Cuando
era un niño tenía pavor de la oscuridad. Todavía lo hago, pero cuando tenía más
o menos seis años no podía pasar una noche entera sin llorar para que alguno de
mis padres buscara debajo de mi cama o en mi armario a cual fuera el monstruo
que pudiera estar esperando para comerme. Incluso con una luz de noche todavía
veía figuras oscuras moviéndose en las esquinas de mi habitación, o caras
extrañas mirándome desde la ventana. Mis padres hacían lo que podían para
consolarme, diciéndome que era sólo una pesadilla o una ilusión óptica
provocada por la luz, pero en mi joven mente estaba seguro de que al momento
que cayera dormido, las cosas malas me iban a atrapar. La mayoría del tiempo me
escondía debajo de las frazadas hasta estar lo suficientemente cansado como
para dejar de preocuparme, pero de vez en cuando sentía tanto pánico que corría
al cuarto de mis padres, despertando a mi hermano y hermana en el proceso.

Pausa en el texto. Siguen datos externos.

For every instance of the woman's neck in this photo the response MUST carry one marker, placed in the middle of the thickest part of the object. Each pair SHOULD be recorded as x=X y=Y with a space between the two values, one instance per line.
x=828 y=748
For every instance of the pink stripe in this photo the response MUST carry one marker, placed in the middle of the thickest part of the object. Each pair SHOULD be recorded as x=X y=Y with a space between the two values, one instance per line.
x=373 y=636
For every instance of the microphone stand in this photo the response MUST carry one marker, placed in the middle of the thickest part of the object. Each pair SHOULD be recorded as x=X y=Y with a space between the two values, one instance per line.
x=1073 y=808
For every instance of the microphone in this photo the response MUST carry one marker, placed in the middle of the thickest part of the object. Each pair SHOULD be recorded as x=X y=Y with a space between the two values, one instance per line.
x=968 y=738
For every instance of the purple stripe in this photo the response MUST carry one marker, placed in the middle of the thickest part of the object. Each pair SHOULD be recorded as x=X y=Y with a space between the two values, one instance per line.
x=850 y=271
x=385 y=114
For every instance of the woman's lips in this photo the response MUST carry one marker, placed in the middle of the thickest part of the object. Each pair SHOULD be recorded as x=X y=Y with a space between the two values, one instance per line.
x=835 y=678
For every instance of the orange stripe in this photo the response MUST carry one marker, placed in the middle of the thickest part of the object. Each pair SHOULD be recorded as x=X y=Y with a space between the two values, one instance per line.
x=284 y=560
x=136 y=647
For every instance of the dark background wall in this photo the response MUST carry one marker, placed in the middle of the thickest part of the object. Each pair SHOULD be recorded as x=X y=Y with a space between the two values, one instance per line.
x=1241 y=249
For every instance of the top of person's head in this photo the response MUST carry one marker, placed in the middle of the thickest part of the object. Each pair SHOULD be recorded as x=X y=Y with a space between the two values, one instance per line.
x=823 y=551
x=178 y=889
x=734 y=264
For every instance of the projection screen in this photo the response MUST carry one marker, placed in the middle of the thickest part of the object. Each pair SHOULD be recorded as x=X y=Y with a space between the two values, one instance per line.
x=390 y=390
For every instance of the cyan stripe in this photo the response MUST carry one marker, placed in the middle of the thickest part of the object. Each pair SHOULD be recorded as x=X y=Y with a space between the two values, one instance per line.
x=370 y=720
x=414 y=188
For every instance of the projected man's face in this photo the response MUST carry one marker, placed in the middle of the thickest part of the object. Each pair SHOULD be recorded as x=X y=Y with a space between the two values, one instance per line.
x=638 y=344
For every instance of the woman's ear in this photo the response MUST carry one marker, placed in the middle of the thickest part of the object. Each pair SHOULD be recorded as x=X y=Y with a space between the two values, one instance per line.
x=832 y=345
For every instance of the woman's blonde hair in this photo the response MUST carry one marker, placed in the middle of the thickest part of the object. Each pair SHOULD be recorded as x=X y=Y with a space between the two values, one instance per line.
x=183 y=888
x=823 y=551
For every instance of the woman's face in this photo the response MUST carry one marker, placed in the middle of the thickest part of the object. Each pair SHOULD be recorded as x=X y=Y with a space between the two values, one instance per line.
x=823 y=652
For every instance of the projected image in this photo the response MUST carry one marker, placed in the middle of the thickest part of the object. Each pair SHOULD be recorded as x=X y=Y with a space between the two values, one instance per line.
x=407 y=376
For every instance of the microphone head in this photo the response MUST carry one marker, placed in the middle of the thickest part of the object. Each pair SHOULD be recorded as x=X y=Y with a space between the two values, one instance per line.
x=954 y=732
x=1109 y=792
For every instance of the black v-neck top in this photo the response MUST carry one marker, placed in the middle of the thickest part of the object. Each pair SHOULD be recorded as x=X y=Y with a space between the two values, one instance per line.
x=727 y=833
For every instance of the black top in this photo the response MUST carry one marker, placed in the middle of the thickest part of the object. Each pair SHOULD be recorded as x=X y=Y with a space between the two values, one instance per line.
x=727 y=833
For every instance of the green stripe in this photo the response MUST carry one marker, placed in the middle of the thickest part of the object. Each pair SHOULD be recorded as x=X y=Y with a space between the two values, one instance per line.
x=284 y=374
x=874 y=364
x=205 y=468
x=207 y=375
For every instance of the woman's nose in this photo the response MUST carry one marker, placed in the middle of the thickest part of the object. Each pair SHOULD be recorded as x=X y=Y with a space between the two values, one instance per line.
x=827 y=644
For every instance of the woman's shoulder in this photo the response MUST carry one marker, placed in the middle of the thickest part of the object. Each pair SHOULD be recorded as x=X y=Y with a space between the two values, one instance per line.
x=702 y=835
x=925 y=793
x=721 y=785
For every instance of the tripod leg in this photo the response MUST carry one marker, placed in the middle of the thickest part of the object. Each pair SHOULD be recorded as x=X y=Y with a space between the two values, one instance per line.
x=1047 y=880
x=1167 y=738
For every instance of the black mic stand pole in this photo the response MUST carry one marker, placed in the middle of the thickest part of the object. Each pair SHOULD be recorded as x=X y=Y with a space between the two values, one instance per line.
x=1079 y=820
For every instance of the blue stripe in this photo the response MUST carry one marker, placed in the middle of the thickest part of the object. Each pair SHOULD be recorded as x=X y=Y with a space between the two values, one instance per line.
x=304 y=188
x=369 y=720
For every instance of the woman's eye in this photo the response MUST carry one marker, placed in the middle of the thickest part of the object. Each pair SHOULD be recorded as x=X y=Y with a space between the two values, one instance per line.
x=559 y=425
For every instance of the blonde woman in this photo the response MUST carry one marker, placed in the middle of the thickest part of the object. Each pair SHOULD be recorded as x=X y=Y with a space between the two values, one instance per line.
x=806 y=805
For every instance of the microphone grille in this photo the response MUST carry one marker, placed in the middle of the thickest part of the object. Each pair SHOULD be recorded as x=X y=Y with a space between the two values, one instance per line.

Después de un calvario como ése, no habría manera de que alguien tuviera una
buena noche de sueño.
Eventualmente,
tras una noche particularmente traumatizan te, mis padres se hartaron. Por desgracia para ellos, entendían bien la inutilidad de discutir con un niño de
seis años, y sabían que no podrían convencerme de dejar a un lado mis miedos a
través de la lógica y la razón. Tenían que ser ingeniosos.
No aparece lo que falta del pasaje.